Alberta Senior Hockey League
- Classification: Senior
- Sport: Ice hockey
- Founded: 1936
- Folded: 1941
- No. of teams: 4-7
- Country: Canada

= Alberta Senior Hockey League (1936–1941) =

Senior level ice hockey league in Canada

The Alberta Senior Hockey League or ASHL was a senior level ice hockey league that operated between 1936 and 1941 in Alberta, Canada.
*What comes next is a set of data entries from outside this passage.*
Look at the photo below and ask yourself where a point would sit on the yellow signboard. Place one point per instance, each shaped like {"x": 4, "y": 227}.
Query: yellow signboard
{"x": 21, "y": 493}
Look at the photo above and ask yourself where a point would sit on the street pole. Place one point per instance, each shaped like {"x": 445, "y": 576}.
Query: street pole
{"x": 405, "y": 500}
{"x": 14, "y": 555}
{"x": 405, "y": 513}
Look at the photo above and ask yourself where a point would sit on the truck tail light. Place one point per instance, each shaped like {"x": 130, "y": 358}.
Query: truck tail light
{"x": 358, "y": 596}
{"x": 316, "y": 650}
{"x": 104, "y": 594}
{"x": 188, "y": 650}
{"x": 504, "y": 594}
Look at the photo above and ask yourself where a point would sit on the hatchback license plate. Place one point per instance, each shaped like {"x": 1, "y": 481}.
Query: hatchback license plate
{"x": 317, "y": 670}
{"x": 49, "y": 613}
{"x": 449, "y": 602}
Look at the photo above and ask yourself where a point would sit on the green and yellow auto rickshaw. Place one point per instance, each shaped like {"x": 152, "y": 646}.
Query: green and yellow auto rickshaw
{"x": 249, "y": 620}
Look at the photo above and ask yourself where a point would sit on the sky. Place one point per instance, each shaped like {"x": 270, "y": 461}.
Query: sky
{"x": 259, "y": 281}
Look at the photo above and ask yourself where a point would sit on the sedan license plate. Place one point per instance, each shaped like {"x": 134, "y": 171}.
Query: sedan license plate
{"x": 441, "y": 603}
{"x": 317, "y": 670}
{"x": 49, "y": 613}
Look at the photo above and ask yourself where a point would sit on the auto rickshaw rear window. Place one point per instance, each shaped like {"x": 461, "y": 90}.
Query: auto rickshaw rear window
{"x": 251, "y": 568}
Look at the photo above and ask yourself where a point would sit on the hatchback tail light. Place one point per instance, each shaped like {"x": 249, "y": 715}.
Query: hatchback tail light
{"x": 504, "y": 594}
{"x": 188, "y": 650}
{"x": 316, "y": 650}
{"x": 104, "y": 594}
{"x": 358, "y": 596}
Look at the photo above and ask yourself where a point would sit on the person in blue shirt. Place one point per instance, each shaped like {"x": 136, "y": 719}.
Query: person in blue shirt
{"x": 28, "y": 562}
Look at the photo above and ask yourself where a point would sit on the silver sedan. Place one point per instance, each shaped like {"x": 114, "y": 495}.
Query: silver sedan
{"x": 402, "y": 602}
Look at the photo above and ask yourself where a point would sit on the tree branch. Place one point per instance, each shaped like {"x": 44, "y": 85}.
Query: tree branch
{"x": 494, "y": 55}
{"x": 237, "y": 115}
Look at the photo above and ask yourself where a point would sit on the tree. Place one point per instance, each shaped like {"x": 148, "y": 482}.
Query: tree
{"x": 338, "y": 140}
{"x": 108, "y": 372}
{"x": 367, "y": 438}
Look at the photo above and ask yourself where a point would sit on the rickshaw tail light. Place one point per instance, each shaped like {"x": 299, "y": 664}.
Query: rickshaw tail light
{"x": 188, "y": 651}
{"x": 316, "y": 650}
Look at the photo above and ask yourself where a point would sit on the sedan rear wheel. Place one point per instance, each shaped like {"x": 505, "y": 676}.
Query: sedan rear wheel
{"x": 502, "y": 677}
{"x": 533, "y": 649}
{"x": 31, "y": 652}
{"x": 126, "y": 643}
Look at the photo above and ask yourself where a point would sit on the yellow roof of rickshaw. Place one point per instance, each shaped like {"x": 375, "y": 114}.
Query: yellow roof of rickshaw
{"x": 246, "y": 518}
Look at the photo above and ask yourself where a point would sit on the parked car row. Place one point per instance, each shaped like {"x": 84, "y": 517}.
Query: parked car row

In 1941 the league ceased operations due to World War II.

After the ASHL folded, some teams went on to join the Western Canada Senior Hockey League (WCSHL) while other teams merged with the West Kootenay League to become the Alberta-British Columbia Senior League for the 1941-42 season.

==Teams==
- Calgary Bronks (1936–1937)
- Calgary Rangers (1936–1938)
- Drumheller Miners (1936–1941)
- Edmonton Dominions (1936–1938)
- Edmonton Superiors (1936–1938)
- Olds Elks (1936–1941)
- Calgary Stampeders (1938–1941)
- Coleman Canadians (1938–1941)
- Edmonton Eskimos (1938–1939)
- Lethbridge Maple Leafs (1938–1941)
- Turner Valley Oilers (1938–1941)
- Edmonton Flyers (1939–1941)

==Notable players==
The Drumheller Miners, the only ASHL team to play in all five years of the league's existence, featured the five Bentley brothers – Doug, Max, Reg, Roy and Wyatt. Doug, Max and Reg went on to play in the National Hockey League (NHL), while Doug and Max were both elected into the Hockey Hall of Fame.

Alex Kaleta, who played for the Calgary Stampeders and Lethbridge Maple Leafs, would go on to compete in the NHL and is known for his part in originating hockey's hat trick tradition while with the Chicago Black Hawks.